A l’inverse de ces bonnes impressions, certaines compositions sont clairement embarrassantes par leur essence dépourvue de toute émotion. L’interlude
Versus est l’archétype même d’une musique pop sans le moindre intérêt, où l’instrumental est quasiment inexistante outre de timides résonances trap et électroniques et où la prestation vocale, bien qu’éthérée, ne nous touche pas spécialement, la faute à cette mélodie bien terne.
The Other Side est également dans cette mouvance pop assez risible et insignifiante mais s’en sort tout de même mieux grâce à un refrain certes banal au possible mais qui amène un caractère un peu plus métallique et varié au morceau.

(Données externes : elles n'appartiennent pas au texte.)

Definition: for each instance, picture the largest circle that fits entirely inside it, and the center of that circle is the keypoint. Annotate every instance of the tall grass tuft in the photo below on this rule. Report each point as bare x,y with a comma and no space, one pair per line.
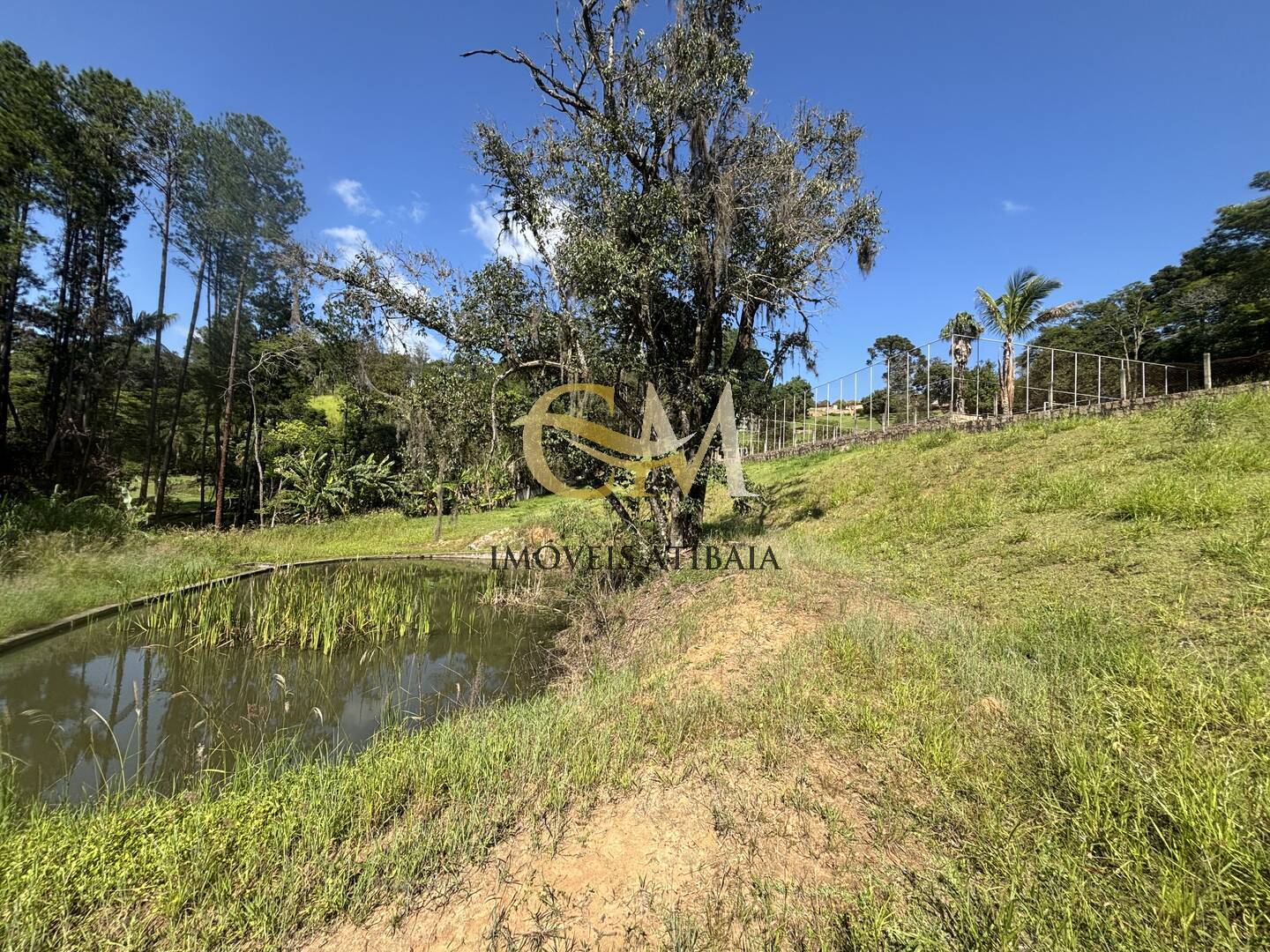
299,608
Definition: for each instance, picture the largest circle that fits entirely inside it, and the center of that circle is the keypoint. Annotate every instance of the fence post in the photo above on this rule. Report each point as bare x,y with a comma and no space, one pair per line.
1050,404
885,409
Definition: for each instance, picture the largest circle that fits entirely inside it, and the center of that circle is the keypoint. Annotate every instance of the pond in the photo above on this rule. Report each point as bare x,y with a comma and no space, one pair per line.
161,693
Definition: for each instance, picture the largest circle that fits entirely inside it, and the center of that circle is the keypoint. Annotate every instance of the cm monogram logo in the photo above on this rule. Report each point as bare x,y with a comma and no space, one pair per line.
655,447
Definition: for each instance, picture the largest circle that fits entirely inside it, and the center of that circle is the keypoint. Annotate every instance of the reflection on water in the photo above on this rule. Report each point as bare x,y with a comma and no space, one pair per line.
77,706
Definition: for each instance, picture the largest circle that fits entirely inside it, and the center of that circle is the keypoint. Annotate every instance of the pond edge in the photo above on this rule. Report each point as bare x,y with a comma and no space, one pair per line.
92,614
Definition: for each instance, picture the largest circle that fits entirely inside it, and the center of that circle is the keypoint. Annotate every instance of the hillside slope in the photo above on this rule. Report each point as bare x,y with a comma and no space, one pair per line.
1007,691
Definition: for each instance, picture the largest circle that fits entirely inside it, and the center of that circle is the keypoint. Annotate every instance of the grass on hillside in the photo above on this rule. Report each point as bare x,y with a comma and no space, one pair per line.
1065,716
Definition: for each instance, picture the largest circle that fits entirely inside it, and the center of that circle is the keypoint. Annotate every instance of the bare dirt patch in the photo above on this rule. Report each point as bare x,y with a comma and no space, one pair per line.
724,859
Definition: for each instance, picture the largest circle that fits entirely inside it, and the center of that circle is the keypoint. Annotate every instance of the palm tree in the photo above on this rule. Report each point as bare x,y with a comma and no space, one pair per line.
1015,314
961,331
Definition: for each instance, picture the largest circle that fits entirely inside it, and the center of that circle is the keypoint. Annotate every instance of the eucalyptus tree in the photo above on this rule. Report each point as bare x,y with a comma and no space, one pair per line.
1016,312
164,158
29,100
960,331
265,192
671,210
93,195
661,211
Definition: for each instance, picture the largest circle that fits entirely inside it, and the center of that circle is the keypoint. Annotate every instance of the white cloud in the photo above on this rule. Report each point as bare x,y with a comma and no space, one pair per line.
417,211
514,242
404,338
349,240
355,198
399,334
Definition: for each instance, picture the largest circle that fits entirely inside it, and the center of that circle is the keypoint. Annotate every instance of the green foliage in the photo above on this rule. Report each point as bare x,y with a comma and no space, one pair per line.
322,612
318,487
84,518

Il en est de même pour la proposition orale, loin d’être phénoménale, mais plus nuancée et plus poignante. Dans cette veine « populaire », seul l’ouverture
Chaotic s’en sort finalement bien au moyen de riffs distractifs et d’un chant assez jovial.
Avec
Shapeshifter,
Memphis May Fire signe un album sans grande prise de risque, à la fois symptomatique d’un groupe qui connaît ses codes et les applique avec rigueur mais aussi révélateur d’un certain essoufflement créatif. Si quelques morceaux bien sentis rappellent le savoir-faire d’un groupe chevronné, d’autres trahissent une volonté d’élargir l’audience au détriment de l’impact émotionnel. Naviguant entre metalcore classique et aspirations plus pop, le disque offre une écoute globalement plaisante mais peine à marquer durablement les esprits. En somme, un opus honnête mais convenu, qui contentera les fidèles sans forcément rallier les indécis. Reste à savoir dans le futur si le quatuor osera un véritable tournant artistique ou s’il continuera à arpenter cette zone de confort devenue familière mais parfois trop lisse.